🤖 AI Summary
This work addresses the limited capability of current vision-language models (VLMs) to interpret functional animations prevalent in modern user interfaces, as they predominantly rely on static screenshots and thus struggle to capture the semantic nuances of dynamic interactions. To bridge this gap, the study introduces AniMINT, a novel dataset comprising 300 meticulously annotated UI animation videos, and proposes the MCPC analytical framework. Through multidimensional ablation studies leveraging motion, context, and perceptual cues, the framework systematically evaluates VLMs’ abilities in perceiving animation effects, recognizing user intent, and interpreting semantic meaning.
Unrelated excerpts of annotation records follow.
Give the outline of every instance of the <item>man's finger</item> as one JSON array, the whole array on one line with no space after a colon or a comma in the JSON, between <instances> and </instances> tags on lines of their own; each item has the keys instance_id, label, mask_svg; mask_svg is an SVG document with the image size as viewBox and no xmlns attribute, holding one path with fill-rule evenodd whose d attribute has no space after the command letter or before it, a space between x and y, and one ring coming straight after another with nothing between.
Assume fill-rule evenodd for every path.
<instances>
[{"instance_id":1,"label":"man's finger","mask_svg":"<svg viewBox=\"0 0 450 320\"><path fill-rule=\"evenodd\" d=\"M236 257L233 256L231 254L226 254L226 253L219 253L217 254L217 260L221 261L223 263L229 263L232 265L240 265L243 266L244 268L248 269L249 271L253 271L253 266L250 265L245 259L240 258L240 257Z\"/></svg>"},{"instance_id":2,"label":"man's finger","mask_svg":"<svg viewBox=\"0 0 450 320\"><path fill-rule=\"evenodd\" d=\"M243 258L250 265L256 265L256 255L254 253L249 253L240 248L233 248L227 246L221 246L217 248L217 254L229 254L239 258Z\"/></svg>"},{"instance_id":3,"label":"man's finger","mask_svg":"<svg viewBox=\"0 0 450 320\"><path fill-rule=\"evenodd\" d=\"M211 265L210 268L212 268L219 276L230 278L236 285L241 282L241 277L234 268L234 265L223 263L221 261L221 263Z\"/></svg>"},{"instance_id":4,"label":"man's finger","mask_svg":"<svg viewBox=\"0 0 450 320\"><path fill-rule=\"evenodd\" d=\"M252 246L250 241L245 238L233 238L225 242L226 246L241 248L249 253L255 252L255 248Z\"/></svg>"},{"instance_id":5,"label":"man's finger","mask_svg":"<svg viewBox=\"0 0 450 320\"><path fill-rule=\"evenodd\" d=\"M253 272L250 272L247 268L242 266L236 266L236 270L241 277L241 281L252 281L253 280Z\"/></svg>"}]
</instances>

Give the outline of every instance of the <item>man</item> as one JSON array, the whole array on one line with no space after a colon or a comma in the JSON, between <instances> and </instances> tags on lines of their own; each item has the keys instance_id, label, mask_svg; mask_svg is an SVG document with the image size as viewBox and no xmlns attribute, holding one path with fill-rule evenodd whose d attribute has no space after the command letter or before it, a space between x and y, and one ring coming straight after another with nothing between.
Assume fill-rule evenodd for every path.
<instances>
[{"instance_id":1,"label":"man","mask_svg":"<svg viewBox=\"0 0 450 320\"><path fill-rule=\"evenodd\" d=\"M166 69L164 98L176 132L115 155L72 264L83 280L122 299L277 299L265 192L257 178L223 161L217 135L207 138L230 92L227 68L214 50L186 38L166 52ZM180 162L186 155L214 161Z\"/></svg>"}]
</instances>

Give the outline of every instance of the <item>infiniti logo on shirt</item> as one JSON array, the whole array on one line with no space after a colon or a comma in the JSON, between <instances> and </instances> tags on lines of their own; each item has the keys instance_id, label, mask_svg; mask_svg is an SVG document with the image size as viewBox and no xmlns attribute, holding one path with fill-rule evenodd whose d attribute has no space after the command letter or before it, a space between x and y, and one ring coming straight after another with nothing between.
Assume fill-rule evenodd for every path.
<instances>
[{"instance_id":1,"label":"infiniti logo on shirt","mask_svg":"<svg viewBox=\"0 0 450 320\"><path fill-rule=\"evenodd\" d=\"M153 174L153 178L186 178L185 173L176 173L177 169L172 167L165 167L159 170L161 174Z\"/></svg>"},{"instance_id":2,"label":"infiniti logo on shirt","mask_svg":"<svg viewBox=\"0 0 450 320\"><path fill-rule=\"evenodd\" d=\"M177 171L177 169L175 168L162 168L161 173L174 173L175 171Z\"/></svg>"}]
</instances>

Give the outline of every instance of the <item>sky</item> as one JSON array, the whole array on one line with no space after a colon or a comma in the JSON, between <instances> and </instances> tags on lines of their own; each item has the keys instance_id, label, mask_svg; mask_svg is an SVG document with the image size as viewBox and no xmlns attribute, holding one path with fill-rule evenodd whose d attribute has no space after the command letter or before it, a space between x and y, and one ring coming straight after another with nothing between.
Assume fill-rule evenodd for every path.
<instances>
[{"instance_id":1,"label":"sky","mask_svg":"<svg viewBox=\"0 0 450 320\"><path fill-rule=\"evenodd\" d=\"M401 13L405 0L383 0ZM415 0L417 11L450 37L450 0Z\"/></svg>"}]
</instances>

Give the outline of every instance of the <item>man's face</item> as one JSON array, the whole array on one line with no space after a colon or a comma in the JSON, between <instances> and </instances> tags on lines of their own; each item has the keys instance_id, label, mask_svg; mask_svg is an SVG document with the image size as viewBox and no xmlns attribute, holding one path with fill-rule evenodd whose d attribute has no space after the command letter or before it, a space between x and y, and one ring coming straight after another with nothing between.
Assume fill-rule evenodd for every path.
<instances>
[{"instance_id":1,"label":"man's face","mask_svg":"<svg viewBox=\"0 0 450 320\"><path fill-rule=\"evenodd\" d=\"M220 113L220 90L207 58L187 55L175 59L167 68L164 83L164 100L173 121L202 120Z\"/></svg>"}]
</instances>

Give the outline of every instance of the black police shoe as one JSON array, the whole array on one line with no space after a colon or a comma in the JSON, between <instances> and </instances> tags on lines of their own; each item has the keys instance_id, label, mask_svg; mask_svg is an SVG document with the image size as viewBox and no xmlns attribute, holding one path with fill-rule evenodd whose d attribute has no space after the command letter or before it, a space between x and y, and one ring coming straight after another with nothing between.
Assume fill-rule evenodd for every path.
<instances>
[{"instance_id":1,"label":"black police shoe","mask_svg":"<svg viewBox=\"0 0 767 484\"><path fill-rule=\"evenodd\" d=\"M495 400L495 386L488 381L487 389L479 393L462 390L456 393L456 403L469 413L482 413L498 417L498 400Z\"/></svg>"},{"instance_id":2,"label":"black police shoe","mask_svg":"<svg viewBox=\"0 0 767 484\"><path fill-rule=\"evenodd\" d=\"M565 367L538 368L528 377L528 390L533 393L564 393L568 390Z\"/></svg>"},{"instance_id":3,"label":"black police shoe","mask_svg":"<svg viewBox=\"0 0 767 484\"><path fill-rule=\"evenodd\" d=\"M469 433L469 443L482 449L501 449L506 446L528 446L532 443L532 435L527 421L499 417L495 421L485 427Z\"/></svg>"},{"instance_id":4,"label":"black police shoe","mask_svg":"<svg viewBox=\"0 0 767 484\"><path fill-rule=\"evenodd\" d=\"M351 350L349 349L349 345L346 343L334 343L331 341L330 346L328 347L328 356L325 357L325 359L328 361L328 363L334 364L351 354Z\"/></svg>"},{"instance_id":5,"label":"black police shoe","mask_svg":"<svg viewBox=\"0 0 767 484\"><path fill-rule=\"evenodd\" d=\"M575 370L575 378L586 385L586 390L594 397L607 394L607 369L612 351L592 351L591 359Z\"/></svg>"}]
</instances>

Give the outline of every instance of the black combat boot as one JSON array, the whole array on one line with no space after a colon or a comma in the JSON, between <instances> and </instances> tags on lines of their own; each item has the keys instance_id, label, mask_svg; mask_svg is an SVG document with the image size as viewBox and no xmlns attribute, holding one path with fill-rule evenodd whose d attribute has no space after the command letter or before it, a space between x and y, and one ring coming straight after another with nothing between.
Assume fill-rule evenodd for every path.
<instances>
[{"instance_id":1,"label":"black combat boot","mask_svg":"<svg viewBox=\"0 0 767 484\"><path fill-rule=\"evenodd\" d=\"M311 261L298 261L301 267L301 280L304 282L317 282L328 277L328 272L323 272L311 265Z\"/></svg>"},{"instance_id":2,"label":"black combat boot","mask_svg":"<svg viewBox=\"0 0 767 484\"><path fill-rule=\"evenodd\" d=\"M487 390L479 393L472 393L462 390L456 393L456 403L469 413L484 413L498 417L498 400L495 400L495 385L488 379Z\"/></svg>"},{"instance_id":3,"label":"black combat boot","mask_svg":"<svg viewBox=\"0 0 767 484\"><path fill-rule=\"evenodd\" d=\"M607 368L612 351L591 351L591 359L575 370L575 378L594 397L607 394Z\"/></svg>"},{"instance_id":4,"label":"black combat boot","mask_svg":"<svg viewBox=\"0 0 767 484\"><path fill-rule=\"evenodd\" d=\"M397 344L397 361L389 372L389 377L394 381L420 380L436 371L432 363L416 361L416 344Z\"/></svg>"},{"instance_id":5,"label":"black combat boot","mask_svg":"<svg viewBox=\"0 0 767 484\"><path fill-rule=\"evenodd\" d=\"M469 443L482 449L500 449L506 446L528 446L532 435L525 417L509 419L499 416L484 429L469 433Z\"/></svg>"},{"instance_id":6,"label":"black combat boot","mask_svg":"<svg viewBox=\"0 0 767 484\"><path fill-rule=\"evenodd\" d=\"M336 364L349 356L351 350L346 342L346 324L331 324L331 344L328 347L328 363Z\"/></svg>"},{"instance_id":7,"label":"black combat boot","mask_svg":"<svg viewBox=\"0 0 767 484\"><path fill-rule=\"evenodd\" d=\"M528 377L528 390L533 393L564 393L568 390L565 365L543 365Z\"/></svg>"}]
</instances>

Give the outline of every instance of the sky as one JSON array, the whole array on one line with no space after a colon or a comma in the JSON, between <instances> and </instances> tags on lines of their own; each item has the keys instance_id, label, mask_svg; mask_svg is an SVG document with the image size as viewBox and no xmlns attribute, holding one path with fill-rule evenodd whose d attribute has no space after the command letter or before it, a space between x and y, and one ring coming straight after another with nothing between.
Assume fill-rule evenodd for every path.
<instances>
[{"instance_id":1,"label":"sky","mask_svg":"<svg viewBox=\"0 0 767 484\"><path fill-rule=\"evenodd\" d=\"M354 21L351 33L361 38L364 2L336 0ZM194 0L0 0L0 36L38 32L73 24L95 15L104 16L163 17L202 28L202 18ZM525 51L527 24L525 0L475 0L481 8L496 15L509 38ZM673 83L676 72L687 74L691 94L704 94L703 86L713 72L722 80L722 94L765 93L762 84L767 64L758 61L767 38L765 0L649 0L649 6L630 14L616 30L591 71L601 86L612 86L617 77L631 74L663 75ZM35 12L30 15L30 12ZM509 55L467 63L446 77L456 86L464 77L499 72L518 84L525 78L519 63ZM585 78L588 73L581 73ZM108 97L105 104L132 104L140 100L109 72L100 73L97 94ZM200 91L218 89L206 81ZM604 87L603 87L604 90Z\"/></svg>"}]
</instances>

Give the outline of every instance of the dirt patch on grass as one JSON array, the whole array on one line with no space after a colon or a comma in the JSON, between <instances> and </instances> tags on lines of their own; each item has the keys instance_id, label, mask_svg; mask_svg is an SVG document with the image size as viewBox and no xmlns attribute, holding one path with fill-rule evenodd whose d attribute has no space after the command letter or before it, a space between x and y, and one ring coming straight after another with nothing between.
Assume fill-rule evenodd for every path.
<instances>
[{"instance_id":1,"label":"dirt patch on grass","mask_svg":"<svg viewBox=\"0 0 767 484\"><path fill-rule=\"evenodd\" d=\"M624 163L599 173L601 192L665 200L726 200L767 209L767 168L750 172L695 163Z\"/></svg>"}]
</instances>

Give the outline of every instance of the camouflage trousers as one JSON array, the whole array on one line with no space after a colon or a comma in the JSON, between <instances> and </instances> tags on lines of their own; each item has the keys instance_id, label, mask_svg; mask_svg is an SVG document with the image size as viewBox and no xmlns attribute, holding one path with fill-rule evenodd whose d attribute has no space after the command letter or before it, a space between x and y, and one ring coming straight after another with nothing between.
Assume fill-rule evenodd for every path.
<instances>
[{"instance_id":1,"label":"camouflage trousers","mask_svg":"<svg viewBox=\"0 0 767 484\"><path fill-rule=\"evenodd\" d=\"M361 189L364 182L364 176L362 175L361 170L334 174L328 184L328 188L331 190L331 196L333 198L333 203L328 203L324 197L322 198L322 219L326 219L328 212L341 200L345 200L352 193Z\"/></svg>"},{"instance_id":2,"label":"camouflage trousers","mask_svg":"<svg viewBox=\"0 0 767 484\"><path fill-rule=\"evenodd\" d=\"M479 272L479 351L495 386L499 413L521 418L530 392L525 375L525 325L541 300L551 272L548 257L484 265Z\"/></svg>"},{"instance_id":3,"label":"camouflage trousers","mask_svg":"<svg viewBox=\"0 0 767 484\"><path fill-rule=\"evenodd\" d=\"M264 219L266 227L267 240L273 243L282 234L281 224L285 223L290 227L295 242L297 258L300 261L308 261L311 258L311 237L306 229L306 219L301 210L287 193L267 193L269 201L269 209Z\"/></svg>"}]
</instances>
Findings reveal that while VLMs reliably detect basic motion patterns, they significantly underperform humans in higher-order animation semantics, exposing critical limitations and charting directions for future model improvements.
📝 Abstract
AI agents operating on user interfaces must understand how interfaces communicate state and feedback to act reliably. As a core communicative modality, animations are increasingly used in modern interfaces, serving critical functional purposes beyond mere aesthetics. Thus, understanding UI animation is essential for comprehensive interface interpretation. However, recent studies of Vision Language Models (VLMs) for UI understanding have focused primarily on static screenshots, leaving it unclear how well these models handle dynamic UI animations. To address this gap, we created AniMINT, a novel dataset of 300 densely annotated UI animation videos. We systematically evaluate state-of-the-art VLMs on UI animation understanding, including their abilities to perceive the animation effects, identify animation purposes, and interpret animation meaning. Our results show that VLMs can reliably detect primitive motion. However, their high-level animation interpretation remains inconsistent, with substantial gaps relative to human performance. Finally, we use Motion, Context, and Perceptual Cues (MCPC) to probe factors affecting VLM performance, revealing key bottlenecks and directions for future improvement.